Monday, August 5, 2013

Can We Reconstruct a Text from a Wordcloud?

We’ve all seen Word Clouds. Many of us have even wondered if they’re of any value. I have used word clouds in the past; I find them useful in presentations when I want to highlight the relative importance of certain words over others. For example, I often use this word cloud to the left, to show the most common Irish surnames in the London area during the early 19th century. I hope my listeners will note that Murphy or Sullivan is more common than Burke or Foley, without me having to take the time to explain the connection between word-size and significance.

I’ve also used word clouds in analysis. In a previous post I discussed how I was able to use the below word cloud to show the relative frequency of topics found in the Gentleman’s Magazine between 1800 and 1820, which allowed me to get a pretty good idea of what the gentry and the middle class were interested in during that period.
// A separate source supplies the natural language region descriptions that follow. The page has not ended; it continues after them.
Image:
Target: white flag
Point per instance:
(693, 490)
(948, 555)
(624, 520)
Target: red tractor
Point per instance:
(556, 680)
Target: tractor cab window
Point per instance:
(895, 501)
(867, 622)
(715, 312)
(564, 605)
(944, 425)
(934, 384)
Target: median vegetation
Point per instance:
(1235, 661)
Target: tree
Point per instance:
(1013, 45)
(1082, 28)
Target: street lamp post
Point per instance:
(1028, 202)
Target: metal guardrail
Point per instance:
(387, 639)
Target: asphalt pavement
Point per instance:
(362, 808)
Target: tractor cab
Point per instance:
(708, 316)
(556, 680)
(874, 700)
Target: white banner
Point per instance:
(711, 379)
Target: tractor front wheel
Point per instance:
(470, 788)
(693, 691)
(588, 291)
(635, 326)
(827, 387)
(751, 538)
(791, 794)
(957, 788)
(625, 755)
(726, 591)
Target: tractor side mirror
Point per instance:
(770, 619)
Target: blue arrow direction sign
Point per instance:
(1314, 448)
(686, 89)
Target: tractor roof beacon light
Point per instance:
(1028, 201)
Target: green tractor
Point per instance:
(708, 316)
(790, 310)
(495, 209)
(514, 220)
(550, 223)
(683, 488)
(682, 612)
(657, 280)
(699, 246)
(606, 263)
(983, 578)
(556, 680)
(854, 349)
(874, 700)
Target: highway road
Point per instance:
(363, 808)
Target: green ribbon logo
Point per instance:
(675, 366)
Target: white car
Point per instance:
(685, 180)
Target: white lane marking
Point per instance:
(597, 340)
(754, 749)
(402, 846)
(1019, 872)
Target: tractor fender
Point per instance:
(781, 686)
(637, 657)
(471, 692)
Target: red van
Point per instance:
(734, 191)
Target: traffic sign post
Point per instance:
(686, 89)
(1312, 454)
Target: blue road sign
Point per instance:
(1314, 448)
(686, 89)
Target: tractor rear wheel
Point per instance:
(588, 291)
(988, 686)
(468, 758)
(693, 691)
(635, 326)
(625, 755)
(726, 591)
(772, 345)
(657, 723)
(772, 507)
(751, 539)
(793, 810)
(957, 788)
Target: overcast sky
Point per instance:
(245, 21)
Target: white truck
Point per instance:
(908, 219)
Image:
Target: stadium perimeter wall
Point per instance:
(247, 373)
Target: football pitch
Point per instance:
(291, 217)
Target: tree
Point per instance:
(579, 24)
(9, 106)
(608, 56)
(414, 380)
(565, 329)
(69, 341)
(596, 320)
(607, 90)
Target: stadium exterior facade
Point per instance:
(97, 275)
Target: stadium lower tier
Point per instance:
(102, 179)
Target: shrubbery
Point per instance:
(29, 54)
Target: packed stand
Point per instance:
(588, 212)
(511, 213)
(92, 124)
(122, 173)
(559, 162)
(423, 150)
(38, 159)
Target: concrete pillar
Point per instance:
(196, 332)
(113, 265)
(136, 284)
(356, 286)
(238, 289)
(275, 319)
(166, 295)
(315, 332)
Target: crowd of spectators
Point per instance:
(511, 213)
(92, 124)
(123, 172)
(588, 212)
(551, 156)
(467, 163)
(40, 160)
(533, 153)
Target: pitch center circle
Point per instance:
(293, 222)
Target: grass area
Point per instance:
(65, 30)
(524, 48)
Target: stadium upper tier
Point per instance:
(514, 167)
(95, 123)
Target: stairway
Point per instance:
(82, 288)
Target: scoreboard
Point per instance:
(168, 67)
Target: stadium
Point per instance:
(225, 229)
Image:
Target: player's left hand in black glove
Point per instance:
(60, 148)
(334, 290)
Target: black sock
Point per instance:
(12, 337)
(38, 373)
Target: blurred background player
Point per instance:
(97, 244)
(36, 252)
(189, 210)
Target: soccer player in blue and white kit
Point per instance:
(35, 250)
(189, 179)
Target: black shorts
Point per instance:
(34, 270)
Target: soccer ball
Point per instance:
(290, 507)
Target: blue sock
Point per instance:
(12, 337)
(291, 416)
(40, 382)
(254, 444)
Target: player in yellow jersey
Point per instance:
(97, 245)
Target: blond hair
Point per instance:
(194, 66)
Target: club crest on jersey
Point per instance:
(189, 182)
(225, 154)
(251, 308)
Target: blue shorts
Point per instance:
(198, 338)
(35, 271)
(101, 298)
I think both of those uses for word clouds have been productive. They’ve allowed me to transmit ideas, and formulate my own thoughts on a set of data in an effective manner. But I began to think about other uses, and I began to wonder about the process of getting back to the original data. Word clouds take the individual words (tokens) out of context. As I mentioned in my last post, we think in metaphors, or ideas. Not in words. That means a word cloud reduces a single idea such as “green bowl” into two tokens “green” and “bowl”. It then combines the word “green” into a single graphic based on how often it appears in the text. The program does not take into consideration the fact that “green” as it refers to a bowl is entirely different than Mr. Green or Green Park. An article about Mr. Green’s picnic in Green Park with his favourite green bowl might give you a skewed idea about the importance of the word green, here representing three completely different ideas, and in all three cases simply acting as modifiers to more important concepts (a man, a park, and a bowl).

Just for fun, I decided to do a test. I asked 4 colleagues, all experts on the criminal trial transcripts of the Old Bailey Online, to look at word cloud of a trial. Each person was asked to describe what key information they could tell me about the crime. I was interested in knowing if they could tell me the who, what, when, where, why type details, and if they could reconstruct the basic building blocks from the prevalence of certain keywords. In the spirit of exploration, I played along as well and offered my own interpretation.

The word cloud was created at random by my wife without my knowledge of the trial. All I knew (and all the participants knew) was that the trial took place between 1801 and 1820, and was between 2,000 and 3,000 words long. The word cloud was limited to 75 unique words and common English words were removed. The resultant visualization looks like this:
I have colour-coded my assessment (blue) for aspects I got correct and (red) for the bits I got wrong. What struck me immediately was that this was a case involving theft. That’s a safe bet anyways, since about 50% of Old Bailey trials during this period were theft cases. It was the large number of nouns that led me to this conclusion. I know that trial transcripts always list the items that were stolen, and the testimony in the trial almost always discusses the various objects repeatedly as several witnesses are called to give their account of what transpired. In this case, I’d assume there was a large quantity of alcohol that went missing, ranging from red wine, to port, to gin – stored in bottles, measured by gallons, and in at least one case: a cask.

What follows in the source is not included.